The "Genetic Diagnostics Act" (GenDG) has been in force since February 1st, 2010

The Genetic Diagnostics Act (GenDG) has been in force since 1 February 2010. It regulates the handling of examinations of the characteristics of human DNA and genes, insofar as they were inherited before birth. However, it also applies to the examination of gene products if the aim of the examination is to gain knowledge about a genetic make-up.

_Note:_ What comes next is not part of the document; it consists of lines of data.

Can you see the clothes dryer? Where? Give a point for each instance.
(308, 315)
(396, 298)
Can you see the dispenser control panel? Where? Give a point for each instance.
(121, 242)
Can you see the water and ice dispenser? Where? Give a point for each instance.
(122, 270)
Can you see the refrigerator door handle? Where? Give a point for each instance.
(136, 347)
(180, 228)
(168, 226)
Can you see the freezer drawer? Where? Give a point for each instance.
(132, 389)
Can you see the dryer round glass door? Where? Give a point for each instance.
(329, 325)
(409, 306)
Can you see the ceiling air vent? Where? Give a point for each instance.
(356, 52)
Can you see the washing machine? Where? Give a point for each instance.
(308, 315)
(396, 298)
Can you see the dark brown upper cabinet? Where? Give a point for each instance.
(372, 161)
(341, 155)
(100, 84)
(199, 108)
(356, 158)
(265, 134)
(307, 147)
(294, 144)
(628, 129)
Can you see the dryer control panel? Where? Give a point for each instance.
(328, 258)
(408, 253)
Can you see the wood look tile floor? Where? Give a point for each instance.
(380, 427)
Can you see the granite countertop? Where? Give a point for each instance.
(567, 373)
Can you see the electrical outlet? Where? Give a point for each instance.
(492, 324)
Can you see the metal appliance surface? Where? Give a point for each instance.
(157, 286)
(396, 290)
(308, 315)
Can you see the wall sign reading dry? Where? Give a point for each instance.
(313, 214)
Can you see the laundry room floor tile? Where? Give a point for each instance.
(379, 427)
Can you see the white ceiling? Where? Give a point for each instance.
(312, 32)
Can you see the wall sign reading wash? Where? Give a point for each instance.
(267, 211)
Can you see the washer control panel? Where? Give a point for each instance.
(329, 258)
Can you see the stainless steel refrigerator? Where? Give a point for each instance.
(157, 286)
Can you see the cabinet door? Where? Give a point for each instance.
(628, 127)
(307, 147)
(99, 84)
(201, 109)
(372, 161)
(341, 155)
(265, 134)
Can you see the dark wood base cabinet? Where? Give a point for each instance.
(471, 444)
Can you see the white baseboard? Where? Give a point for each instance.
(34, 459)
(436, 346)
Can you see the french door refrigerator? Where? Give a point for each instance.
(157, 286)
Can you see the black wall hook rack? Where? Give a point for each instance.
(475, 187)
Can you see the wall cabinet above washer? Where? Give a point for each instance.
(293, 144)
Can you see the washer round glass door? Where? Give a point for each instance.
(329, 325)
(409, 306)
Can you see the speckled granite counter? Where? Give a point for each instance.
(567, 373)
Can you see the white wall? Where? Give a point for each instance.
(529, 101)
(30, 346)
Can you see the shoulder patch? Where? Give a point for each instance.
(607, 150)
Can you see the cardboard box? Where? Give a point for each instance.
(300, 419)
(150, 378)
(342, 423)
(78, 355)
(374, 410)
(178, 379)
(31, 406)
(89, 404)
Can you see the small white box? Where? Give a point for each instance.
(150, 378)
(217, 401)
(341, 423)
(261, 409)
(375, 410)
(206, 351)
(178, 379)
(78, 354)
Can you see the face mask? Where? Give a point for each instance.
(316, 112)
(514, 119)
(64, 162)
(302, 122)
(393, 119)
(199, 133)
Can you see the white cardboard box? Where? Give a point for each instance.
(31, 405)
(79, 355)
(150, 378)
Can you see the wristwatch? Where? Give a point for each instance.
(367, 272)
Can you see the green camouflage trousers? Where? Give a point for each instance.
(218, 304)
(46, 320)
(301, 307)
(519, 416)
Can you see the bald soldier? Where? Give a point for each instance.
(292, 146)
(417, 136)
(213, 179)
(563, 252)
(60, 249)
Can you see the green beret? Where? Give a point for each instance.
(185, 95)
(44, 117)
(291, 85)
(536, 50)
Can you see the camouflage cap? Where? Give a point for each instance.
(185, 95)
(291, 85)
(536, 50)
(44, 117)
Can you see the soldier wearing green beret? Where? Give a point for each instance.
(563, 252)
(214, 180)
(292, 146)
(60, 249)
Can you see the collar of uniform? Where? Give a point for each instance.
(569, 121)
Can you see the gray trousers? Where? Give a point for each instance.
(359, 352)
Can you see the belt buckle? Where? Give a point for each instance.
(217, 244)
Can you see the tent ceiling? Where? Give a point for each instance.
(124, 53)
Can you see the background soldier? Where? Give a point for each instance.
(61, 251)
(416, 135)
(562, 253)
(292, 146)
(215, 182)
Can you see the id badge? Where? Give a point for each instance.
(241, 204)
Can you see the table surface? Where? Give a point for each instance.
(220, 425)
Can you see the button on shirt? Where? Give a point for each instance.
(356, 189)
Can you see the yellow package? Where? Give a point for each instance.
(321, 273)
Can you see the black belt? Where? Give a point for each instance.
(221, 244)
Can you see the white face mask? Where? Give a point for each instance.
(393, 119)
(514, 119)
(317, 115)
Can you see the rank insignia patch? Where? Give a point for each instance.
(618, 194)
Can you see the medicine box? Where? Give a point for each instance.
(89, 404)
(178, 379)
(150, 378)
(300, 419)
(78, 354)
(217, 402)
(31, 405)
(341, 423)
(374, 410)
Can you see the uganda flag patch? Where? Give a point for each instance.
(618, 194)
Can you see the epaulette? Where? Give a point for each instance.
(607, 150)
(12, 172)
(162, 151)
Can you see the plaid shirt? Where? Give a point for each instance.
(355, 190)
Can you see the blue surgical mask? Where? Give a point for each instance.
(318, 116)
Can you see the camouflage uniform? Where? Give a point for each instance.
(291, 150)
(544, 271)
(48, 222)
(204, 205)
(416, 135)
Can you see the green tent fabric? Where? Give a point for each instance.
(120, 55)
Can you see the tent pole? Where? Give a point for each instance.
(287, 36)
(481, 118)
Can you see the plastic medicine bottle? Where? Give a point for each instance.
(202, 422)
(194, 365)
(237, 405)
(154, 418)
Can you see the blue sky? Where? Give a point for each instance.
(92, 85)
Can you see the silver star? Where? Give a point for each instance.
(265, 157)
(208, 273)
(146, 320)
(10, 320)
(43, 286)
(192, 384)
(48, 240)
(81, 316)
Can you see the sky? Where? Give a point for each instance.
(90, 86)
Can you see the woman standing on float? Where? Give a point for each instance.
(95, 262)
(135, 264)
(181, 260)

This law applies to the epigenetic tests DNA adducts and SOD profile offered by the IGL laboratory. For all genetic diagnostic and especially for the epigenetic parameters and requirements, the physician's proviso applies. In addition, patient consent must be obtained.The consent form signed by the patient and doctor regulates:

  • Subject or scope of the examination
  • Consent to the taking of the sample and to the examination
  • Confirmation of the test result or destruction of the same and the decision on the whereabouts of the sample after analysis.

Before giving consent, the doctor must inform the patient about the nature, scope and consequences of the examination and document this information. In the case of persons incapable of giving consent (children, incapacitated), the legal representative signs.
If the declaration of consent is not provided, the analysis may not be carried out by the laboratory. It is not permissible to carry out the analysis and only withhold the result.
If there is no other instruction/consent from the patient, the sample must be discarded immediately after completion of the analysis. If the sample is still available due to an instruction given by the patient, subsequent requests for further genetic diagnostic tests may only be carried out if covered by the patient's written consent. Otherwise, a new consent is required.

The patient may withdraw from his/her declaration of consent at any time, also by telephone, but only vis-à-vis the responsible physician. This must then be documented accordingly. Results that have not yet been communicated must then be destroyed immediately. Results that have already been communicated, on the other hand, are not discarded but blocked.

The results of a genetic diagnostic test may only be communicated by the laboratory to the doctor who ordered the test, but not to the patient or to any other person. Disclosure to third parties (including other doctors) may only be made by the doctor responsible and only with the patient's written consent.
After 10 years, the results must be automatically destroyed, unless the patient requests that they be kept for longer or that they be blocked. Blocking has the effect of extending the retention period by 10 years from that time.

All examinations for which the patient's declaration of consent is required according to the GenDG are marked on the order form of the IGL laboratory.